Tra le tante distinzioni è interessante quella tra giochi ricreativi (plays) e giochi competitivi (games). In questi ultimi la regola prevede dei vincitori (solitamente uno) a cui va un premio, a spese di uno o più perdenti; i competitori possono essere due, come negli scacchi - in cui si può vincere, perdere o anche pareggiare – oppure molti, nel qual caso sono possibili diversi valori di vincita, dal vincitore unico che prende tutto alla distribuzione di punti in base alla classifica finale. Lo svolgimento di ogni partita è unico per via delle tantissime (forse infinite) possibilità di esecuzione. Il susseguirsi delle mosse porta a innumerevoli ramificazioni dell’albero delle decisioni, complicate dall’imprevedibilità del caso (il vento, il mescolamento delle carte, il lancio del dado) ma anche dall’ignorare le strategie degli avversari.

Tra i giochi ricreativi più comuni ci sono i passatempi in cui manca un competitore umano, ma dove si può ugualmente sfidare avversari virtuali, come il tempo, il numero di mosse, il caso, le combinazioni statistiche (come nei solitari con le carte). Esistono anche giochi ricreativi di puro diletto, dove si sfida in generale se stessi, come i cruciverba, i rompicapi, il sudoku e in generale tutti i giochi enigmistici.


Da quanto abbiamo visto, possiamo riassumere le caratteristiche del gioco nei suoi tre elementi essenziali, che sono il desiderio di raggiungere uno scopo (dare scacco matto, vincere una somma o un trofeo, risolvere un enigma…), la presenza di uno o più avversari (in carne e ossa, oppure il tempo, o il caso) che ostacolino questo desiderio, e infine alcune regole da seguire.

A ben vedere, si tratta di condizioni che riscontriamo quasi quotidianamente nella vita reale: ogni giorno abbiamo a che fare con obiettivi da raggiungere, ostacoli che si frappongono e norme e regolamenti da rispettare. Se fossero caratteristiche esclusive del gioco significherebbe che per tutta la vita non facciamo quasi altro che giocare, quotidianamente, sfidando in continuazione la sorte, il tempo, l’ambiente ostile, il partner, il capoufficio…

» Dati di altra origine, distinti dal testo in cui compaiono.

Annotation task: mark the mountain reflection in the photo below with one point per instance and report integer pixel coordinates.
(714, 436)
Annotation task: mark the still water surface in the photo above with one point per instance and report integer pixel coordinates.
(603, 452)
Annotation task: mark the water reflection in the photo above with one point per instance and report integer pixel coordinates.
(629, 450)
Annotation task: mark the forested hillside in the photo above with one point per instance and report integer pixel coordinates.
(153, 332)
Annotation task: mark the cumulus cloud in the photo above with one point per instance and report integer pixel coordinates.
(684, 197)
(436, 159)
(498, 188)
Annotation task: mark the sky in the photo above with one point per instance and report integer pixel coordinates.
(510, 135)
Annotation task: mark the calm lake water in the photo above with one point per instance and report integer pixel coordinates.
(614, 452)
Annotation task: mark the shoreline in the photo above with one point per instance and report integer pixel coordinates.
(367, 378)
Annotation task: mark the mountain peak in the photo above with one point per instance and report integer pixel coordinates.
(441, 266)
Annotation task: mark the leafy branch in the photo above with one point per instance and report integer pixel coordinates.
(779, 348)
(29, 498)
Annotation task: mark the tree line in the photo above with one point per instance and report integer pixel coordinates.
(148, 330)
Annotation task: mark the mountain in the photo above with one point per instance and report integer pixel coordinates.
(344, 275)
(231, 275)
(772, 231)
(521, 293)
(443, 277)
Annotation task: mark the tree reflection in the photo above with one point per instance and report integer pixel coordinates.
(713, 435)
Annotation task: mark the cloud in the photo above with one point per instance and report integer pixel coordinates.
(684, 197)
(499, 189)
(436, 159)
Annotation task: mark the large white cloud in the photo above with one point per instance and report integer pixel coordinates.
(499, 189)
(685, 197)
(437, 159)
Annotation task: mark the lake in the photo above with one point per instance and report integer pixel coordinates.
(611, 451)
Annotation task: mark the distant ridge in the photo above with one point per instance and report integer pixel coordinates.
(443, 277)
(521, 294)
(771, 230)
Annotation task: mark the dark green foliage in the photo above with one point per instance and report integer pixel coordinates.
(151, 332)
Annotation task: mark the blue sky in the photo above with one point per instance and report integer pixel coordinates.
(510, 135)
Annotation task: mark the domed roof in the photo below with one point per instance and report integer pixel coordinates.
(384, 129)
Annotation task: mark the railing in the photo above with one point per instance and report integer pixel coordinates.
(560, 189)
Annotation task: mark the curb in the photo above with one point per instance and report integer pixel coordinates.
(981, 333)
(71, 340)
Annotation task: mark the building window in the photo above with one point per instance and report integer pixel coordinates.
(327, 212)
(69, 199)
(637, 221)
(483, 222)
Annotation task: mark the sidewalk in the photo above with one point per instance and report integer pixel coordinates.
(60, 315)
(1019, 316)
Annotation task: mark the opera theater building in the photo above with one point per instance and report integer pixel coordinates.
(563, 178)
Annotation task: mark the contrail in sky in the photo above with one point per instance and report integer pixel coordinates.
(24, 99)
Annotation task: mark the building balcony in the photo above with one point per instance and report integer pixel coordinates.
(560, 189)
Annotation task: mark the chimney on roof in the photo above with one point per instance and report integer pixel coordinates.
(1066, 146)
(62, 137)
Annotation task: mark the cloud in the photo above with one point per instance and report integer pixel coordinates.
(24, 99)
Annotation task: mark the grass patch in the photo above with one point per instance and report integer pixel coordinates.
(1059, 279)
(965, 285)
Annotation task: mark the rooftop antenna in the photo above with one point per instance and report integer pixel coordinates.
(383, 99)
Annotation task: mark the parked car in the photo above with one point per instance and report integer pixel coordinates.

Nel mondo animale i cuccioli giocano alla lotta per addestrarsi e imparare ad affrontare la vita, una volta persa la protezione materna. Allo stesso modo, il gioco infantile è una scuola di vita, indispensabile ai bambini per imparare a crescere, ad affrontare le sfide e gli ostacoli che troveranno da grandi, a rispettare le regole della società adulta. Grazie al gioco i bambini sviluppano creatività, immaginazione, allargano la mente e i punti di vista attraverso l’interazione coi compagni, imparano a sottostare alle regole e ad accettare le sconfitte. Oltre a ciò, sappiamo che i giochi sportivi e all’aria aperta favoriscono lo sviluppo fisico dei ragazzi aiutandoli a crescere in buona salute.


Purtroppo oggi tra i bambini non vanno più di moda i giochi di strada. Tanti gioiosi passatempi tradizionali - tramandati per generazioni - non si praticano più e sono avviati ormai all’estinzione, soppiantati prima dalla televisione, poi dalle playstation e dai giochi online.

Per gli adulti le cose non vanno però molto meglio: i giochi d’azzardo e le lotterie (spesso gestite dallo Stato) stanno sostituendo i giochi classici, tant’è che stanno poco a poco fallendo molte case produttrici di giochi in scatola. Se si perde il gusto genuino del gioco vengono meno i valori della convivenza e la consapevolezza di partecipare alla società alla pari con gli altri; si diventa incapaci di accettare le sconfitte e di sottostare alle regole, si accampano diritti senza assumersi doveri, persino il gioco dell’amore si riduce a mero desiderio di possesso.


Non essere più capaci di giocare, di mettere in gioco il proprio Ego e di prendersi gioco di se stessi: tutto ciò può trasformarsi alla lunga in un gioco pericoloso. Così come il finale di quest’articolo, con tutte queste ripetizioni, che forse sarà il caso di chiudere al più presto. Anche perché alla fin fine… ogni bel gioco dura poco!